A quién podría gustarle: Los que quieren una experiencia de yoga no tradicional, o cualquiera que quiera los beneficios de las inversiones, pero que pueda temer ir al revés por su cuenta.

Acro yoga

El acro yoga toma poses conocidas de yoga – como perro o tabla hacia abajo – y las hace el doble de divertidas (y a veces el doble de trabajo) añadiendo un compañero. Un compañero sirve como “base” en el suelo, mientras que el otro es el “volador” que se contorsiona en las plantas de los pies de la base. (Un observador siempre debe participar por seguridad). “El acro yoga permite a las personas romper los confines rectangulares de su colchoneta de yoga y encontrar una conexión con sus compañeros de práctica”, dice Lyle Mitchell, un profesor de acro yoga de YogaSlackers en Asheville, Carolina del Norte.

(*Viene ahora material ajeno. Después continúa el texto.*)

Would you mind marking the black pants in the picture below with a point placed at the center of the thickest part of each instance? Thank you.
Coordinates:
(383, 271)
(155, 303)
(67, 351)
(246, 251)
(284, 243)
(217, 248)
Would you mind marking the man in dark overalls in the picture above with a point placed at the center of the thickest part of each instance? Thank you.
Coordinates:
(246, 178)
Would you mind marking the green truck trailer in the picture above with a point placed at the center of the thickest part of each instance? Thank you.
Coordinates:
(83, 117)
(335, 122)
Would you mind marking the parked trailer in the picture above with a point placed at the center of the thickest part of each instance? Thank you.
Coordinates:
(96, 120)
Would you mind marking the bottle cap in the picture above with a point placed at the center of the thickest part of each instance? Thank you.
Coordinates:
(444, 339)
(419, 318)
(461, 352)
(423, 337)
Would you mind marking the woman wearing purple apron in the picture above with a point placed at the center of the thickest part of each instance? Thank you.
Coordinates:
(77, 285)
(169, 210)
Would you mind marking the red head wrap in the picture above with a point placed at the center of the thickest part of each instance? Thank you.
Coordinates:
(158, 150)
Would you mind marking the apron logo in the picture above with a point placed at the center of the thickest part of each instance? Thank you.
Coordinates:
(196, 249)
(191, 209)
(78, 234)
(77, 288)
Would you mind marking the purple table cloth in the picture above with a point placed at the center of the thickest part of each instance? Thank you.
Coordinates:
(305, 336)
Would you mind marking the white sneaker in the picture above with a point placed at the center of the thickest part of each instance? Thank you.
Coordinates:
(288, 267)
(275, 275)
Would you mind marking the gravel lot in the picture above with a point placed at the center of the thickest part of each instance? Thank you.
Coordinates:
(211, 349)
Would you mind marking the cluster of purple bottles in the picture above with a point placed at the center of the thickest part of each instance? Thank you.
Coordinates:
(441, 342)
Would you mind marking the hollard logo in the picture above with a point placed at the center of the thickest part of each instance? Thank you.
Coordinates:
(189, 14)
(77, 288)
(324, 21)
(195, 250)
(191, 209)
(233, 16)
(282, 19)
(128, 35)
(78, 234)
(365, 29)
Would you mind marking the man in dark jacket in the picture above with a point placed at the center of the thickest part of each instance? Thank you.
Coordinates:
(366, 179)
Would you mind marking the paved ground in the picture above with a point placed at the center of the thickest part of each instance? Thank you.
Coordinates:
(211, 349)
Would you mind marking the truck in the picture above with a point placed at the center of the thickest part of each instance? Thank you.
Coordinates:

Este tipo de yoga ayuda a explorar juguetonamente la conexión entre la mente y el cuerpo, desarrolla habilidades de comunicación efectivas con un compañero y ayuda a establecer los límites apropiados”. “Explorar estas habilidades a través del acro yoga puede traducirse en el fortalecimiento de estas habilidades en todas nuestras otras relaciones en la vida”, dice.

Saunders recomienda el acro yoga “si buscas los beneficios físicos del yoga en un ambiente divertido e interactivo”. Si trabajas como base, construye una fuerte parte inferior del cuerpo y el núcleo. Trabajar como piloto requiere flexibilidad y fuerza, sin mencionar la confianza.

A quién podría gustarle: Aquellos que disfrutan practicando con una pareja, parejas que buscan construir confianza e intimidad, o cualquiera con una vena aventurera a quien le gusta ir de cabeza.